Que faudra-t-il pour que les jeunes canadiens d’aujourd’hui réalisent leur potentiel? Selon plusieurs boursiers de la Fondation, la réponse à cette question en soulève d’autres. À quel point les jeunes font-ils montre d’empathie? Les institutions canadiennes sont-elles ouvertes au changement?

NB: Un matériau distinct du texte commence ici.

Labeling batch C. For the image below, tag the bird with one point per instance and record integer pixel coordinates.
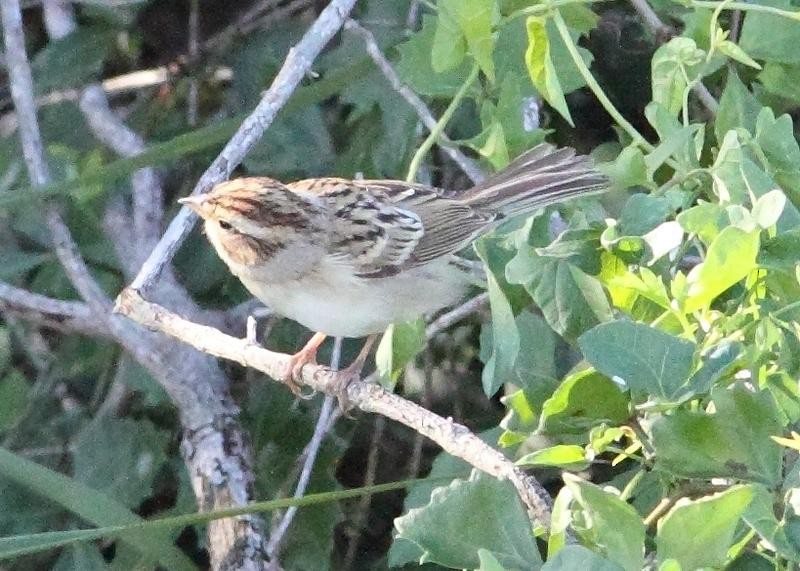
(347, 258)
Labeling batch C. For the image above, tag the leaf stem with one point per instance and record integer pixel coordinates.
(545, 8)
(595, 87)
(438, 129)
(745, 7)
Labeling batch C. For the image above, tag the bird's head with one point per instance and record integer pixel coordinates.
(249, 220)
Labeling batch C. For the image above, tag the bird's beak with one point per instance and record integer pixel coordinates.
(196, 202)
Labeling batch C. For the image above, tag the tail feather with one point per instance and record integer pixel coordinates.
(540, 177)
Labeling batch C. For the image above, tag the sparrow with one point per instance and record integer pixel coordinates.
(349, 257)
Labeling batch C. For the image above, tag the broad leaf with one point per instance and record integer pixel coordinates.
(732, 442)
(611, 525)
(648, 361)
(540, 66)
(697, 533)
(730, 258)
(467, 515)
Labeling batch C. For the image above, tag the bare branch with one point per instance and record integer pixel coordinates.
(457, 314)
(295, 67)
(453, 438)
(470, 168)
(215, 449)
(73, 316)
(19, 73)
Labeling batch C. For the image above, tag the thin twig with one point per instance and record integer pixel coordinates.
(452, 437)
(309, 457)
(438, 130)
(73, 316)
(470, 168)
(295, 67)
(457, 314)
(194, 52)
(365, 500)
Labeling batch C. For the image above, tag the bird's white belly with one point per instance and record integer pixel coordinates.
(332, 301)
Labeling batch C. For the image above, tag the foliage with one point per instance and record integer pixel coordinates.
(644, 343)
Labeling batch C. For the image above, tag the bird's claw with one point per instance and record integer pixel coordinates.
(294, 374)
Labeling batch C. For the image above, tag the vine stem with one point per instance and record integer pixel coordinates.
(591, 82)
(438, 129)
(746, 7)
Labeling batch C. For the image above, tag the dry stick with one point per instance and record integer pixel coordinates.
(661, 30)
(215, 448)
(448, 318)
(309, 456)
(21, 83)
(295, 67)
(70, 316)
(470, 168)
(452, 437)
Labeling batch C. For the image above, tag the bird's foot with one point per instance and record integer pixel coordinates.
(344, 378)
(294, 369)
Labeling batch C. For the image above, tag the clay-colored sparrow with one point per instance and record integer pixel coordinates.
(349, 257)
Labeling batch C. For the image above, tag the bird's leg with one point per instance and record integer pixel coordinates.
(306, 355)
(351, 373)
(252, 324)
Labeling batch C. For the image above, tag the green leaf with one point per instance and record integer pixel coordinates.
(697, 533)
(760, 515)
(768, 208)
(120, 457)
(611, 525)
(571, 300)
(737, 108)
(473, 19)
(628, 169)
(771, 37)
(672, 64)
(574, 557)
(504, 333)
(705, 219)
(88, 504)
(482, 512)
(718, 363)
(730, 258)
(488, 561)
(540, 66)
(81, 557)
(650, 362)
(733, 51)
(149, 533)
(444, 466)
(517, 112)
(781, 79)
(73, 60)
(449, 44)
(582, 401)
(566, 456)
(399, 345)
(14, 395)
(579, 247)
(642, 213)
(733, 442)
(416, 69)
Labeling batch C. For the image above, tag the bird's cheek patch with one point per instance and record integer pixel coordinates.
(247, 250)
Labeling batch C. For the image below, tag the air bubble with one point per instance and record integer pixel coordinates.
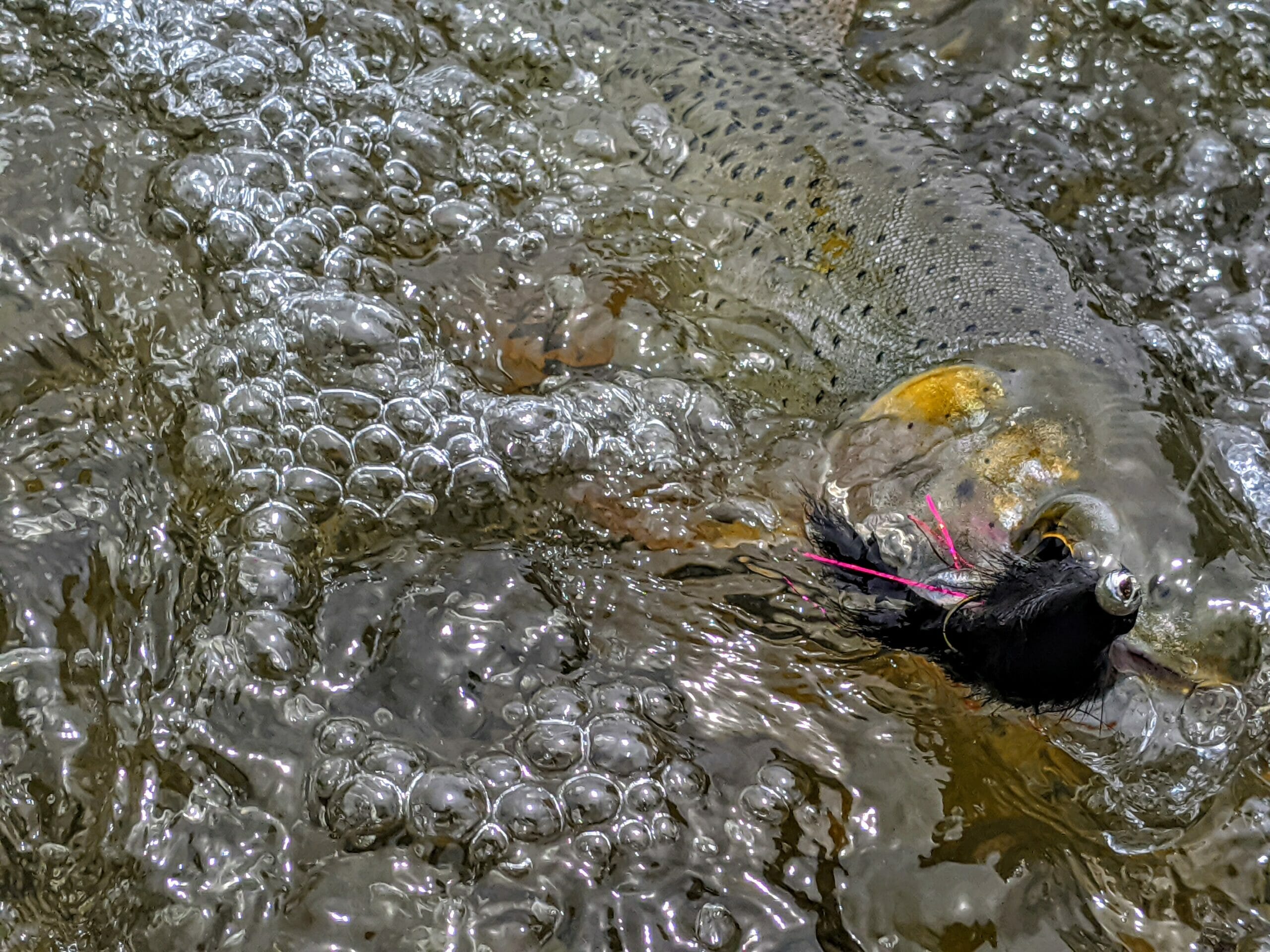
(644, 796)
(498, 772)
(553, 746)
(762, 805)
(717, 928)
(447, 804)
(623, 746)
(341, 176)
(343, 737)
(634, 835)
(393, 761)
(1213, 716)
(559, 702)
(590, 799)
(530, 813)
(663, 706)
(368, 806)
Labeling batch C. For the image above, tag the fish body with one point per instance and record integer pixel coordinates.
(877, 244)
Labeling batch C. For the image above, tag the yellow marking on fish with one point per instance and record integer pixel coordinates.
(958, 397)
(831, 250)
(1023, 463)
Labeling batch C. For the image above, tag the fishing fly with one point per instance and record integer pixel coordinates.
(1033, 630)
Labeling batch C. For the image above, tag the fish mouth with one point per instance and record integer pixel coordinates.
(1130, 656)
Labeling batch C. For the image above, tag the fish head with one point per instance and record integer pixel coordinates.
(1040, 633)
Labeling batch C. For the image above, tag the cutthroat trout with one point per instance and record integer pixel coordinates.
(1012, 398)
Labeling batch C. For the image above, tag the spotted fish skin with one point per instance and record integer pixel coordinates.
(881, 248)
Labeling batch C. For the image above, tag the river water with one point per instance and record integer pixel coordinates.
(390, 508)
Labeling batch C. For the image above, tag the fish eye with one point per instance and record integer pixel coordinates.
(1118, 593)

« Au Canada, le discours véhicule souvent l’idée que les jeunes sont détachés, individualistes et plus intéressés par leurs profils dans les médias sociaux que par tout autre chose », affirme Rebeccah Nelems, boursière 2015 de la Fondation Pierre Elliott Trudeau. « Plusieurs études quantitatives portent à croire que les jeunes nord-américains ont peu d’empathie. Pourtant, mes recherches montrent que les jeunes canadiens ne sont pas détachés : ils sont plutôt désillusionnés. Ils ont à cœur les questions de pauvreté, d’environnement et d’inégalités sociales, mais sont convaincus que plusieurs institutions participent à la perpétuation de ces problèmes. Et dès qu’on leur donne la chance d’agir, ils sautent sur l’occasion. »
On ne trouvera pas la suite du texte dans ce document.